When told that after years of non-compliance, Denver is on the verge of achieving compliance with the Environmental Protection Agency's clean-air standards, Pate is stunned.
"That's...," he struggles for the word, "...ludicrous."
"Are you ready to tour the plant?" Ken Kage asks.
It's a tricky question. Yes, there's nothing left to do after the interview but tour the plant. But it's doubtful that any novice is prepared for an inspection of National By-Products, a rendering plant at 5800 York Street, in unincorporated Adams County.
Kage, the company's district manager, claims that many of the odor complaints against his seventy-year-old company are a knee-jerk response to the grisly rendering process. "We know the type of business we are," he says. "Right off the bat, our public perception is not the greatest."
The plant grinds and cooks dead animals: spoiled meat from grocery stores, roadkill, slaughterhouse scraps, farm animals and euthanized pets. "We don't handle dogs, but we do pretty much everything else," Kage says.
The distinctive blend makes National By-Products the most offensive odor source, according to Lorraine Granado, a community activist for the nearby Swansea and Elyria neighborhoods. "You have to close your windows, doors, everything," she says. "It's just nauseating. We've seen dead pigs dumped on the tarmac. It's the most horrible smell."
Touring the plant provides a visceral demonstration of how some of the metro area's bad smells are born.
Kage begins at the end of the production line, showing edible and inedible tallow and meat-and-bone meal. The meal sits in large mounds and looks like dark oats with bits of white rock. The material is primarily used for livestock feed and pet food -- hence the National By-Products logo: two arrows in a perpetual circle. It may be a nauseating example of recycling, but it's a remarkably efficient process that dates back to ancient Egypt. Other rendering by-products are used to produce a variety of products, from pharmaceuticals to cosmetics, candles to Gummi Bears.

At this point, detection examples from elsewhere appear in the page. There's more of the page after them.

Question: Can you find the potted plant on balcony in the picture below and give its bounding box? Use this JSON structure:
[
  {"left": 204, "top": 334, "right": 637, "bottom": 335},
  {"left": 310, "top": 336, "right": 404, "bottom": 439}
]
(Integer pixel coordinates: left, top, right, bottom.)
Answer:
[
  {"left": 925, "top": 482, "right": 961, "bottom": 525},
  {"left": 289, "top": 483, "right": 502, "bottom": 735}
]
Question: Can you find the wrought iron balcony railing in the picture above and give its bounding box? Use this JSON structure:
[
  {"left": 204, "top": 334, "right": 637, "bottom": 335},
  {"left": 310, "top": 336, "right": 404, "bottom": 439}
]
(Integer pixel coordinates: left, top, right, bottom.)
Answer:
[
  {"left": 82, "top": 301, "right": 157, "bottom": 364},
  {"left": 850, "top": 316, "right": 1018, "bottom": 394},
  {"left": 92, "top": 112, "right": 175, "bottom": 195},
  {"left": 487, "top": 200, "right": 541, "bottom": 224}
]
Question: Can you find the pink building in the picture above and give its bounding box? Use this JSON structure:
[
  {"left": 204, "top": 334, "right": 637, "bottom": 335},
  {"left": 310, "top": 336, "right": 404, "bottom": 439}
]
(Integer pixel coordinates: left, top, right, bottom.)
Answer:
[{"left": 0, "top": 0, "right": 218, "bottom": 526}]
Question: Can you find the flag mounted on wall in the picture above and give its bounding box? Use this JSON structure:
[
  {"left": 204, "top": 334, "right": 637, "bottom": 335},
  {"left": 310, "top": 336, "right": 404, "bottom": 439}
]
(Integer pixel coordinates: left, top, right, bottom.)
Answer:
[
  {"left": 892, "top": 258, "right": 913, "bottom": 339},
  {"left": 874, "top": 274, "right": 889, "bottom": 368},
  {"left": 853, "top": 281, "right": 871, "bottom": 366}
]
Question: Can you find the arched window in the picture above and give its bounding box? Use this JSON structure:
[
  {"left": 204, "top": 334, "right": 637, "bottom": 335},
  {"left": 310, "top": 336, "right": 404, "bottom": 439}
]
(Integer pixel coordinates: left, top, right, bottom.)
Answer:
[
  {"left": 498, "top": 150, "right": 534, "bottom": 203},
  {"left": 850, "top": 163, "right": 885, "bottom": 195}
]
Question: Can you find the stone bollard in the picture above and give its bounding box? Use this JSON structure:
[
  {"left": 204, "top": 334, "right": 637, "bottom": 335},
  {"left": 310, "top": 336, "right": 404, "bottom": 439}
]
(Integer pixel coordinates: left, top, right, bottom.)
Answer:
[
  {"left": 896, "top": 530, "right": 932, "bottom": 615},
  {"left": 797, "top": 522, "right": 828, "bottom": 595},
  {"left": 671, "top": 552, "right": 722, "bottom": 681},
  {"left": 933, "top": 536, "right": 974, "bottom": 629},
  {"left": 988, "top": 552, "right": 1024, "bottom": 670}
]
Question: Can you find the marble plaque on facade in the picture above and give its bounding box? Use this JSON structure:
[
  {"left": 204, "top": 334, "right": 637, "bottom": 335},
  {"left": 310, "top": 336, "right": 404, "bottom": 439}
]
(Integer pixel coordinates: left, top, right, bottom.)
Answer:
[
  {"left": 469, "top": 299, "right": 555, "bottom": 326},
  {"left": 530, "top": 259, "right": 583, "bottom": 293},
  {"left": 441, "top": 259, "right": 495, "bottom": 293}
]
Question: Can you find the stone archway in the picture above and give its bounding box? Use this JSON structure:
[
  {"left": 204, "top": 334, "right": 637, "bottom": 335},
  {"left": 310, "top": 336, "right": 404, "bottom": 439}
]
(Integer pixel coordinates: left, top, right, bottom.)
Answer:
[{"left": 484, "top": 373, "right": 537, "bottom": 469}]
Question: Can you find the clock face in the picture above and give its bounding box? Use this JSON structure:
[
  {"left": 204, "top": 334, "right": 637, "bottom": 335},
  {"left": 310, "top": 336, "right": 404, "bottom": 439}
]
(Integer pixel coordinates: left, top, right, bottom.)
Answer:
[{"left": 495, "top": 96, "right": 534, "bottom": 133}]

From 2 p.m. to 6 a.m., during normal operations, the rendering plant grinds the animal parts into smaller and smaller pieces, mixing them with used fry grease collected from restaurant kitchens and steam-cooking each batch at more than 250 degrees. The plant renders up to 5 million pounds of animal by-products per week. Kage claims to spend $200,000 annually to maintain air-stack scrubbers for the purpose of reducing odor emissions, adding that the company does as much as possible to reduce such discharges.
Across the site, a few haphazardly tossed animal stomachs lie outside on a loading dock, bleaching in the bright sun. Inside, the first impression of the dim interior is a mass of black and red. Large piles of parts --all sorts, from nearly whole pigs to scattered burgundy rib cages -- gradually come into focus. The walls and machinery are splashed with textured black gore, there's mucky slush on the floors.